La trace de la Trinité qui brille dans les autres créatures apparaît quand on dit "La bonté de l'Éternel remplit la terre …" C’est ce qui apparaît dans la première création des choses.

En effet on trouve ici la puissance de Dieu créateur, telle qu’il est reconnu comme Père. Genèse 1, 1-3: "Au commencement, Dieu créa les cieux et la terre." Et si on lit que "La terre était informe et vide", cela se comprend si on considère (cette absence) en soi, parce que l’action de remplir (la terre) est due à la gloire de Dieu.

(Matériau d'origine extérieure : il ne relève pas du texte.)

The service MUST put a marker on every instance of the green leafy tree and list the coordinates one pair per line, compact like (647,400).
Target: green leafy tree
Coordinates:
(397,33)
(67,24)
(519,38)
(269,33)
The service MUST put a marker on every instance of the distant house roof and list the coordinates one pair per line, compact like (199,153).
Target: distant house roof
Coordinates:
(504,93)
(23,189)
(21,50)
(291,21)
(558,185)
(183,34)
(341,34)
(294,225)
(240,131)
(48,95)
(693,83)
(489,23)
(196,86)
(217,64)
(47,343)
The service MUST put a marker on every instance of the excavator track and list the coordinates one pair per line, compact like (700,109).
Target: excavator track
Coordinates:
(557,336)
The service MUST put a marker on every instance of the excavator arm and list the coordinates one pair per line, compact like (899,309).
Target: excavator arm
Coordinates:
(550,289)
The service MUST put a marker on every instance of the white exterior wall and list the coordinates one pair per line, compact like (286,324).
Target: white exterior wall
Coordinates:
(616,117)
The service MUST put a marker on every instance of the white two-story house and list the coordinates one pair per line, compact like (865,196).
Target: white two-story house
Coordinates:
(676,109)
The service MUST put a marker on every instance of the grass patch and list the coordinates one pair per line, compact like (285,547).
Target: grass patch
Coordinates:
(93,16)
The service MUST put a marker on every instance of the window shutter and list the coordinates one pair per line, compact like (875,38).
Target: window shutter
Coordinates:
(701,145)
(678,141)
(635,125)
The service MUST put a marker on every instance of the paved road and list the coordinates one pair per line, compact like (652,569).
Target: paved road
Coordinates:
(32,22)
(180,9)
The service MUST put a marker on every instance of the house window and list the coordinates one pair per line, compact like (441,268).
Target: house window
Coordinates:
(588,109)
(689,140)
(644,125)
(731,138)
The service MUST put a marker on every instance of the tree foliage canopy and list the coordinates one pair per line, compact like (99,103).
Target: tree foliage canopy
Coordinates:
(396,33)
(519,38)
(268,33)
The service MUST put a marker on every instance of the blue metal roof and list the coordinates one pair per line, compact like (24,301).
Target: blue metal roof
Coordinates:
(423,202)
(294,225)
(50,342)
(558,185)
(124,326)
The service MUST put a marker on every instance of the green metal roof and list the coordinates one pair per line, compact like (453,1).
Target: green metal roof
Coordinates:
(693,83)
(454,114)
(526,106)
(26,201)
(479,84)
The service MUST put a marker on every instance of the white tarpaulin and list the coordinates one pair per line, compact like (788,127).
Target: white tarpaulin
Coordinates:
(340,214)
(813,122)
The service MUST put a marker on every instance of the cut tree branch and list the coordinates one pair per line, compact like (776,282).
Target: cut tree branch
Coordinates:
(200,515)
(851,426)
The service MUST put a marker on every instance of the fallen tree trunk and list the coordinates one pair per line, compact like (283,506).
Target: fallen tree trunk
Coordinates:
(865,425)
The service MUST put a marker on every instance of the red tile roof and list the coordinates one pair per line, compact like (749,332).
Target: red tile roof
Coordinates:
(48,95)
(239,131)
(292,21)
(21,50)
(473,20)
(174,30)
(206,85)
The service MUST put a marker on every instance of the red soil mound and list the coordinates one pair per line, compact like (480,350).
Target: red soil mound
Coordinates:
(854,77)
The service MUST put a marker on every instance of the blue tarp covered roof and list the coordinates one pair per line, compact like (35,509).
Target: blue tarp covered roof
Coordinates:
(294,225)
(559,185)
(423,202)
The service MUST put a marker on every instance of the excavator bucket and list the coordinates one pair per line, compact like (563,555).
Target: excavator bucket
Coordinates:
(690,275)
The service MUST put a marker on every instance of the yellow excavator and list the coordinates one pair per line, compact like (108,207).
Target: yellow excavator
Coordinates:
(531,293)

On trouve ici (aussi) l’art de Dieu créant toutes choses, tel qu’il est reconnu comme Fils; de même en effet que l’artisan attribue, par son art, une forme à la matière, de même Dieu, par son Verbe, qui est l'"art total des êtres vivants raisonnables", attribue à toutes choses leurs formes propres; ainsi on dit: "Dieu dit: Que la lumière soit !", c'est-à-dire que c'est dans le Verbe que furent créées les choses.

On trouve ici (aussi) le bon plaisir de Dieu dans son approbation qui le fait reconnaître comme Esprit Saint, quand on dit (Genèse 1, 31): "Dieu vit tout ce qu'il avait fait et voici, cela était très bon", c'est-à-dire qu’il approuva.

On trouve également une trace de la Trinité dans les autres créatures sous le rapport de la propriété: en effet, chaque créature subsiste par la puissance du Père, possède une spécificité[5], formée par le Verbe de Dieu et une disposition dirigée vers sa fin grâce à l’amour du Saint Esprit.

 

 

 

 

 

 



[1] [remotionem]: La voie de la négation.

[2] "diminuta": de qualité inférieure.